Saint Gabriel Lalemant (October 3, 1610, Paris, France – March 17, 1649, Saint Ignace, Ontario) was a Jesuit missionary in New France beginning in 1646. Caught up in warfare between the Huron and nations of the Iroquois Confederacy, he was killed in St. Ignace by Mohawk warriors and is one of the eight Canadian Martyrs.
==Life==
Gabriel Lalemant was born in Paris, October 31, 1610, the son of a French jurist and his wife.〔 He was the third of six children, five of whom entered religious life. Two of Gabriel's uncles served the Jesuits in New France: Charles Lalemant as the first Superior of the Jesuit missions in Canada, and Jérôme Lalemant as the Vicar-General of Quebec.
In 1630 Lalemant joined the Jesuits, and in 1632 he took the vow to devote himself to foreign missions. He taught at the Collège in Moulins from 1632 to 1635. He was at Bourges from 1635 to 1639 studying theology〔 and was ordained there in 1638. He taught at three different schools, being professor of philosophy at Moulins. In September 1646 he arrived in Quebec, where his uncle Jérôme Lalemant was head of the Canadian mission.〔(MacDougall, Angus. "Gabriel Lalemont" ), Wyandot official website〕
Little is known about Lalemant's stay in Quebec. Father Bressani, a fellow missionary in New France, referred to him as a man of extremely frail constitution. For the first two years Gabriel worked in and around Quebec and the trading center of Trois Rivières (Three Rivers). In September 1648 he was sent to Wendake, the land of the Wyandot (Huron), as an assistant to Father Jean de Brébeuf,〔(Campbell, Thomas. "Gabriel Lalemant." ''The Catholic Encyclopedia.'' Vol. 8. New York: Robert Appleton Company, 1910. 10 Jun. 2014 )〕 and posted to the mission at Sainte-Marie among the Hurons. In February 1649 he replaced Noël Chabanel at the mission of Saint Louis.

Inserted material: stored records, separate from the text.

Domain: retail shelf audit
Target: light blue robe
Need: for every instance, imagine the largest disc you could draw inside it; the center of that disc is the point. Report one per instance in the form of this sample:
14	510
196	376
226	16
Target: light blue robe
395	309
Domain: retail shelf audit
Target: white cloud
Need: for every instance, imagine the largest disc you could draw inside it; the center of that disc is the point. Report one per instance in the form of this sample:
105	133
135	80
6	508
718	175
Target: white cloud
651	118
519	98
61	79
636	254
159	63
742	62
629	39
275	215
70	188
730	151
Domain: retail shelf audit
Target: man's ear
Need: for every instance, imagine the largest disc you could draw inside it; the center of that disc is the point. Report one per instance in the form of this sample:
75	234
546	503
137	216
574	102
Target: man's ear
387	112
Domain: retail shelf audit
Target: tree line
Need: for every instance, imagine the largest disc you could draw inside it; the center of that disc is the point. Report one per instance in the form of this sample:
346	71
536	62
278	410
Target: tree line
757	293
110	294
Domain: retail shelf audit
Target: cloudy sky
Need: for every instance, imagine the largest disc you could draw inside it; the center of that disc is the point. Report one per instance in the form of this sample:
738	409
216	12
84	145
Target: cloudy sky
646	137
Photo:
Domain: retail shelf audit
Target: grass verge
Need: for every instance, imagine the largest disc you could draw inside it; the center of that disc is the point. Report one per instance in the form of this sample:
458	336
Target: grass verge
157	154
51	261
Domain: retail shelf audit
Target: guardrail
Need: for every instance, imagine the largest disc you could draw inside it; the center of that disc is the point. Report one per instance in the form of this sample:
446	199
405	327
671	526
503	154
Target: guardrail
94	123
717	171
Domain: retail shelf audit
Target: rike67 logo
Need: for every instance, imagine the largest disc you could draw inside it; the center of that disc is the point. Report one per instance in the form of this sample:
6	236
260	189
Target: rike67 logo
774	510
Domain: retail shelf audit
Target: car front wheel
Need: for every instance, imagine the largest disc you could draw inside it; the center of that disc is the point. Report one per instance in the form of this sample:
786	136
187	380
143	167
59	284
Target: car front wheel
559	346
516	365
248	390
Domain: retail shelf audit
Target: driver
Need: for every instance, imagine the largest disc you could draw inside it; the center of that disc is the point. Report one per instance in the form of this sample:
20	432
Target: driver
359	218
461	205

In March 1649, while most of the Huron warriors were away, 1,200 Iroquois attacked the settlement of Saint Ignace. A few survivors escaped to warn the village of St. Louis. Its eighty warriors fought to delay the attackers, trying to enable the elderly, women, and children to flee. Lalemant and Brébeuf remained with the warriors and were captured and taken to the nearby mission at Saint Ignace. There both were tortured before being killed on March 17, 1649.
After the withdrawal of the Iroquois war party from the area on March 19, seven Frenchmen went to St. Ignace to retrieve the bodies of the Jesuits and Huron. They returned them to Sainte-Marie where they were buried.〔
Lalemant was canonized by Pope Pius XI on June 29, 1930. 〔(Léon Pouliot, "LALEMANT, GABRIEL", ''Dictionary of Canadian Biography'', vol. 1, University of Toronto/Université Laval, 2003, accessed June 10, 2014 )〕
His surname may be spelled either Lallemant or Lalemant by different references.